髪は短く刈り上げられていて、筋骨隆々なのが制服の上からでも分かる。
超が付くほどの体育会系男子だ。
「ば、馬鹿な……霧生が人の名前を覚えてる、だと!?」
「ちょっとやめてよ霧生君! 明日雪でも降ってきたらどうしてくれるの!?」
彰彦と爽香が、驚愕の表情でそう言う。
「お、お前ら……俺の事を何だと思ってる訳!?」
「馬鹿」
「脳筋」
「ちょっとは言葉選んでくれよ! さすがの俺も傷つくよ!?」
霧生と呼ばれた男子生徒が涙目で訴える。
「……で、何か用か?」
「……あ?あ、あぁスマン。でもその前に自己紹介。俺の名は霧生戒(きりゅう かい)だ」
「ば、馬鹿な……霧生が自分の名前を言える、だと!?」
「ちょっとやめてよ霧生君! 明日槍でも降ってきたらどうしてくれるの!?」
「自己紹介しただけでなんでそこまで言われないといけないんだよ!?」
再び涙目で彰彦と爽香に訴える戒。
「おーい話を進めてくれー」
「あ、あぁ、重ね重ねスマン。で……土神、お前良い身体してるなぁ」
「え……」
戒にそう言われた修也は半歩程身を引く。
彰彦と爽香も引いた。
「え、何? どうした?」
「俺、人の趣味にどうこう言うつもりは無いけど……ソッチの気は無いから」
「霧生……お前、ソッチの趣味があったのか?」
「大丈夫、霧生君にどんな趣味があっても、私たちはクラスメイトよ?」
そう言いつつも微妙に距離を取る三人。
「お聞きになりました黒沢さん? 霧生さんは同性を愛するタイプの殿方の様ですわよ?」
「ええ、しかと聞き届けましたぞ白峰殿。

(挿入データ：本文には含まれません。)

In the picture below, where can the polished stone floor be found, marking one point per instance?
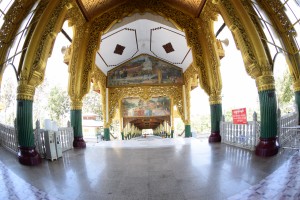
(154, 169)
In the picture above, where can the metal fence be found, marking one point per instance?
(9, 138)
(287, 136)
(247, 135)
(241, 135)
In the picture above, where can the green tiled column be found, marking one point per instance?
(215, 117)
(106, 134)
(268, 128)
(187, 130)
(27, 154)
(76, 123)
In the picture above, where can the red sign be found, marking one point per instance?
(239, 116)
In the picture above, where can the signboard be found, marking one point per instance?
(239, 116)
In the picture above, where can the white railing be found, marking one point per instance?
(241, 135)
(66, 138)
(287, 137)
(9, 138)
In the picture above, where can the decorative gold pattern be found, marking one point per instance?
(96, 7)
(25, 92)
(265, 82)
(248, 41)
(296, 86)
(146, 92)
(13, 20)
(76, 104)
(284, 28)
(215, 99)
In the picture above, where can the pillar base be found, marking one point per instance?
(266, 147)
(214, 137)
(79, 143)
(29, 156)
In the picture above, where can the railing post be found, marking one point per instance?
(279, 126)
(255, 124)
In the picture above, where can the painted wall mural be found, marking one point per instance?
(136, 107)
(145, 70)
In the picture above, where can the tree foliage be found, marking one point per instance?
(8, 100)
(40, 103)
(284, 92)
(59, 104)
(92, 103)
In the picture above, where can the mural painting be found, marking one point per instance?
(145, 70)
(136, 107)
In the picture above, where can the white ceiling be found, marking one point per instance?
(143, 34)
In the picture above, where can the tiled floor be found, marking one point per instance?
(154, 169)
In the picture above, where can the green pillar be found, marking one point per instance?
(106, 134)
(215, 118)
(268, 128)
(27, 154)
(297, 101)
(76, 123)
(187, 130)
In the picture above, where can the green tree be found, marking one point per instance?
(92, 104)
(284, 92)
(59, 104)
(40, 103)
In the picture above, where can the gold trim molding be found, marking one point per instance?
(215, 99)
(76, 104)
(144, 92)
(265, 82)
(25, 92)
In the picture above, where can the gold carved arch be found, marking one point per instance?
(103, 22)
(276, 10)
(39, 49)
(12, 22)
(184, 22)
(146, 92)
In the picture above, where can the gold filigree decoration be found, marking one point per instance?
(12, 22)
(215, 99)
(210, 50)
(296, 86)
(76, 104)
(79, 80)
(183, 21)
(265, 82)
(41, 47)
(254, 57)
(146, 92)
(25, 92)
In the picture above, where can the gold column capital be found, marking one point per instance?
(215, 99)
(76, 104)
(265, 82)
(25, 92)
(296, 85)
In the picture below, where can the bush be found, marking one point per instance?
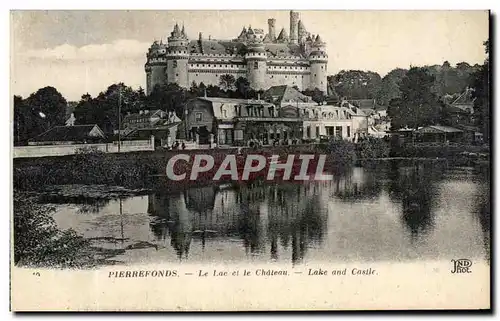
(342, 151)
(38, 241)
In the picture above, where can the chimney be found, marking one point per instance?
(294, 24)
(271, 23)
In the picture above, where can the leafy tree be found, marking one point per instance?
(418, 105)
(104, 109)
(169, 97)
(50, 105)
(480, 83)
(227, 82)
(389, 87)
(355, 84)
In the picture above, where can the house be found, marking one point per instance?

よもや我々の妄想を掻き立てる御仁がこの様な身近にいるとは……この妄想だけでご飯三杯はいけますぞドゥフフフフ」
少し離れた所で、ウェーブのかかった金髪のお嬢様風の女子(白峰殿と呼ばれてた方)と黒髪おさげのメガネ女子(黒沢さんと呼ばれてた方)が何やら盛り上がっている。
「…………ち、違ーーーーう!!!」
周りがとんでもない勘違いをしている事に気が付いた戒は慌てて全力で否定に回るのであった。
もちろん全員冗談で言っているだけで本気にはしていない。
……白峰さんと黒沢さんだけはガチっぽいが。